In 1947 a survey conducted by the New York State Department of Health revealed that Madison County was lacking hospital beds. Hamilton heard the call — just four years later, in a joint Colgate-village effort, Community Memorial Hospital would open for operation. 

In every respect, the hospital was a community effort — a year of fundraising preceded the hospital’s opening in January 1952. Local funds ranged in source and scale, from sizable household contributions to small carnivals held by local young people. During their commencement, the Colgate Class of 1949 matched these local funds to provide a $125,000 donation, an equivalent purchasing power of $2,892,500 today. 

“This past spring, residents of this section had a dream, a dream of a hospital,” read an article in the Mid-York Weekly on Jan. 12, 1950. “They went to work on that dream and raised $125,000 that it might come true.”

An open house allowed more than 2,000 people to tour the new hospital in November 1951. 

Prior to the hospital’s opening, a nine-man board of directors, including three members designated by Colgate’s trustees, was instated. The board oversaw business affairs relating to incorporation and preparation of final architect’s plans, which were brought to life following the groundbreaking ceremony in June 1950. 

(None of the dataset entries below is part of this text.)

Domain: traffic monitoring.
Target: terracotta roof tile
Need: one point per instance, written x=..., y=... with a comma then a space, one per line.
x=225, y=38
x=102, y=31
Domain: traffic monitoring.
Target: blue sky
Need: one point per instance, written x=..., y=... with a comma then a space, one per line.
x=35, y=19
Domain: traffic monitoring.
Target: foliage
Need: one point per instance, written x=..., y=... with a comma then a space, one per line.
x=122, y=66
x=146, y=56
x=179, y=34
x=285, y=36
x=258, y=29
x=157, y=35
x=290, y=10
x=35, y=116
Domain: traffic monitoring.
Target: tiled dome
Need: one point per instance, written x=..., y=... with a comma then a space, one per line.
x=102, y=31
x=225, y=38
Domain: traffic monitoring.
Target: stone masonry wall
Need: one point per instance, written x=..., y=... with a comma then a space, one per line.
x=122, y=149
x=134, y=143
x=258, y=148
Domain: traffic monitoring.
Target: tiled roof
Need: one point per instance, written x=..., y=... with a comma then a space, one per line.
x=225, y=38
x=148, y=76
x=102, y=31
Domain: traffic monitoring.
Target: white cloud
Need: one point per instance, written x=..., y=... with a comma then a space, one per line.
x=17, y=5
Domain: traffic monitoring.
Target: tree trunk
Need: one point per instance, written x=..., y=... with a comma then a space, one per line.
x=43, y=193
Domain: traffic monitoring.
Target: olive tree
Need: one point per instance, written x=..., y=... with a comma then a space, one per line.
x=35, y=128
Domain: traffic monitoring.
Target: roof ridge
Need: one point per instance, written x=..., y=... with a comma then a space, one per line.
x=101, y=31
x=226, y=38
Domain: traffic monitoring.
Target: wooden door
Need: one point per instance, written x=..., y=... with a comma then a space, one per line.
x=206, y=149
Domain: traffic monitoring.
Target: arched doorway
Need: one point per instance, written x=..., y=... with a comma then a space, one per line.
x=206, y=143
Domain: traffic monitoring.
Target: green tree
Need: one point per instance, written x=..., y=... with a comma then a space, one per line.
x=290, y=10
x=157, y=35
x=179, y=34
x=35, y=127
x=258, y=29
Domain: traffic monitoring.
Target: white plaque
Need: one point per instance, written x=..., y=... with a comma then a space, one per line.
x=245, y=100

Construction continued through January 1952, when on the first day of the new year, Community Memorial Hospital was officially opened. The 50-bed facility would feature local emergency care and surgery services previously sought in distant communities.

“The realization of a modern hospital to serve the area and the University is truly a striking example of the effectiveness of community enterprise and cooperation,” the Mid-York Weekly reported on Nov. 22, 1951. “It is a monumental project, which has served to unify and stimulate the area as nothing has ever done before.”